Why Roewe is joining the survey
SAIC Roewe says that it wants to get ordinary people to add some perseverance to the activity and to recognize ordinary people’s heroism as a way to contribute to social progress and brand cohesion.
Mohe, China’s northernmost city in Heilongjiang province, is where Roewe chose to test its vehicles under extreme temperature conditions and to show the toughness and durability of its SUV in a severe environment, More than 10 Roewe W5s joined a motorcade that travelled at least 700 kilometers from Mohe, across Heilongjiang province and Inner Mongolia autonomous region, to the town of Mangui in Inner Mongolia autonomous region and the Arctic Village in Heilongjiang.
Mohe, has long been seen as a no-go place by just about everyone because of its extremely low temperatures, for example, minus 58 Degree Celsius , but for some, the cold can also reveal an unyielding spirit and willpower. Mohe is home to a number of workers and experts, who‘ve spent years collecting information and who don’t think their work is any big deal, but who deserve respect for their perseverance and courage.
It’s only by placing yourself there among the mountains and water that you can feel a sense of awe for the scenery and tough climate and get deeper insight into the workings of the team of surveyors meandering through the thick forests at Singanense in Roewe W5.
These professionals are no strangers to adversity and know that every road can lead to adventure. That’s what most of the participants thought about the four-day survey activity. And, while most people might know Mohe as nothing more than a dot on the map, its unique position gives it a different meaning in exploring the north.

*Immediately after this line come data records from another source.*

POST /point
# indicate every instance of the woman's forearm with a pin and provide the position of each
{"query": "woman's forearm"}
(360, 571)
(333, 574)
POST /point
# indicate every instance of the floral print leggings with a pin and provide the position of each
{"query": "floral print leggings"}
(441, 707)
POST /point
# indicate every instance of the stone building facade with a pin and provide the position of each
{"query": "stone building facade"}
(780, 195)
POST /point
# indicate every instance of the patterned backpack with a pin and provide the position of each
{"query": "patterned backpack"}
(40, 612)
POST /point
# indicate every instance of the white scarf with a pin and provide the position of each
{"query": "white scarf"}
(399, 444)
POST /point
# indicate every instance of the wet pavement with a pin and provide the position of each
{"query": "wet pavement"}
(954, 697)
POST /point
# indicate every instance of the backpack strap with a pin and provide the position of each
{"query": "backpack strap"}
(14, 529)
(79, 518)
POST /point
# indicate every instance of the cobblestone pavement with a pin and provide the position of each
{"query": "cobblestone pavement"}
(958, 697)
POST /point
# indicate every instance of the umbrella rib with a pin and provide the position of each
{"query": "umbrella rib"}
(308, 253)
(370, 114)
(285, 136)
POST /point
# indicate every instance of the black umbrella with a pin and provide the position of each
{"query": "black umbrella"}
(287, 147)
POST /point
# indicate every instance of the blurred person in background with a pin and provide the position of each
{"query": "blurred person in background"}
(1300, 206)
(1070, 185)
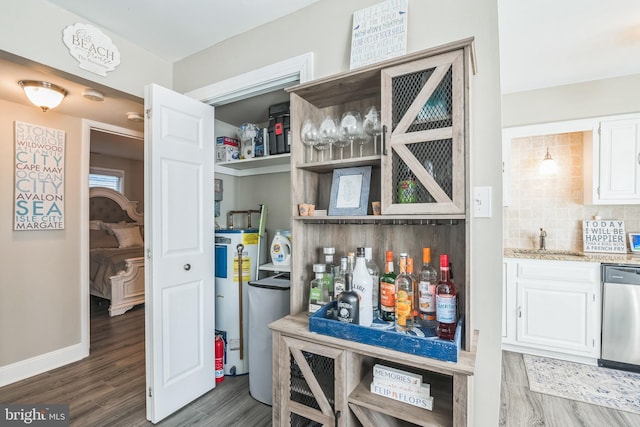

The participants were amazed at the vast sweep of the land and the solemn majesty of northernmost China and expressed a deep respect for the people there. But while racing ahead on the path through life it’s good to take a break to share our feelings about these professionals and their perseverance, to survey those common souls around us with affection.
Zhou Ruqiang, the heart and soul of a group of meteorologists stationed at Mohe and a native of Guangdong province, answered the country’s call to help establish a weather station here, 60 years ago and gave up many chances to be transferred, choosing to stay in this alien world.
Cong Dejun, head of the Mangui Logging Co’s fire dep’t, has worked here since 1988 in fire prevention and has made an extraordinary contribution to that field, thanks to his skills and experience.
The poignancy of these ordinary people’s lives was not lost on the participants, for whom, exploring the north seemed to take on a special meaning for them and their cars.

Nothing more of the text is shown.